Published: February 2, 2012 

The WJWJ tower at the Technical College of the Lowcountry.

Jonathan Dyer, The Beaufort Gazette

After about 40 years of serving Beaufort County, the ETV Lowcountry WJWJ 16 office has closed.

The station will still transmit state ETV programming over the airwaves, but it will no longer produce local content. The last two jobs at the office were eliminated Thursday, casualties of lean times for public television, according to South Carolina ETV President Linda O'Bryon.

"We have had other reductions over the past year because of our overall state funding, but there has not been another facility like this that we have closed," O'Bryon said.
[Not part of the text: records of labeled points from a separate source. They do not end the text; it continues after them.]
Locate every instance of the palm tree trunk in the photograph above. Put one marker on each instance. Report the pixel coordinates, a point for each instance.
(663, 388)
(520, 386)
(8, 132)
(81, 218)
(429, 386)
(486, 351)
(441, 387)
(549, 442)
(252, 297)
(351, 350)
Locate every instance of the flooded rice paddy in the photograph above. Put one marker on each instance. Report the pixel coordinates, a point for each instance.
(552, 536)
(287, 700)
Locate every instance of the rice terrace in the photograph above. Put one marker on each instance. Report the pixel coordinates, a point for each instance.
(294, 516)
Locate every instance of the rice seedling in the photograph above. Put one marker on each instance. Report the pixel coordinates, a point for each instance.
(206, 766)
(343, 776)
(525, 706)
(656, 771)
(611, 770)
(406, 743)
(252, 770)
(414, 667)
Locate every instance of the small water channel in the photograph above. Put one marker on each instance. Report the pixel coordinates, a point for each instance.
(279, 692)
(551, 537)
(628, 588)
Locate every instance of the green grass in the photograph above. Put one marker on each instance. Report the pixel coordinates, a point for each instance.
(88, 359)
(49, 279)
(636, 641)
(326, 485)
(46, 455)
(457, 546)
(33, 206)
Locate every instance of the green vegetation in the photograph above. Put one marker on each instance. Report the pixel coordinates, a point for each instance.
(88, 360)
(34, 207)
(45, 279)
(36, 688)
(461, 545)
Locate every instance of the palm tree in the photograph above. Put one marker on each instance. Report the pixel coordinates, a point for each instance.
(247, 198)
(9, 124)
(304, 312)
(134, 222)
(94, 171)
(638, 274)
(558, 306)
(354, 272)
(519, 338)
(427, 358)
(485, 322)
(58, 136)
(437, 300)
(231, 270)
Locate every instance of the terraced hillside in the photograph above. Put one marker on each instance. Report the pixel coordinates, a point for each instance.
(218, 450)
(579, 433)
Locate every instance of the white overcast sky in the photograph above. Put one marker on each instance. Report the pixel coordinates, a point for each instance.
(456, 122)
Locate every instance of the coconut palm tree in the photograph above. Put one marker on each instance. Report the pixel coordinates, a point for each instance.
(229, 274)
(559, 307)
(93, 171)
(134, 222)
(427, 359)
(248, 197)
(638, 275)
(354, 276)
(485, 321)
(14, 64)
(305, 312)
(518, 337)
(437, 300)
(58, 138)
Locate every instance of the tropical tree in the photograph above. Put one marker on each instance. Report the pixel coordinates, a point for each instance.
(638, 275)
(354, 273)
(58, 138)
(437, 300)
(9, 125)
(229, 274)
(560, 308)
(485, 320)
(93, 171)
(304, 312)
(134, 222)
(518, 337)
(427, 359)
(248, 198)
The public education network is mainly funded by the state, donations and an endowment. Operations have been cut back for the last several years -- the station's local newscast ceased long ago -- as funding evaporated. Executives chose to close the WJWJ studio because, unlike most of the other locations, it does not create additional revenue from programs such as media classes, O'Bryon said.

"In other locations, we have revenues that are coming in to offset the costs, and in this area we just didn't have the revenues and we had to make some hard decisions," O'Bryon said.

The WJWJ studio at 925 Ribaut Road, on the Technical College of the Lowcountry campus, was built in the 1970s, she said. It costs about $180,000 annually to operate, said Rob Schaller, ETV communications director.

WJWJ transmits over the airwaves on Channel 44, and it will continue to carry ETV programming, O'Bryon said. If opportunities arise for local stories and news, the company will send employees to the area.

The WJWJ employees had been participating in community events and activities and worked with the content team in Columbia on statewide stories, she said. The two remaining employees were Operations Manager Scott Johnson and Mike Milburn, according to WJWJ's website.

S.C. ETV has 11 TV transmitters, eight radio frequencies and a multimedia educational system in more than 2,500 schools, colleges, businesses and governments, according to its website.

The company owns the office in Beaufort and might rent it out, O'Bryon said.

"We very much appreciate working in the Beaufort community, and we hope that we'll be able to find ways to come back in a different way," she said.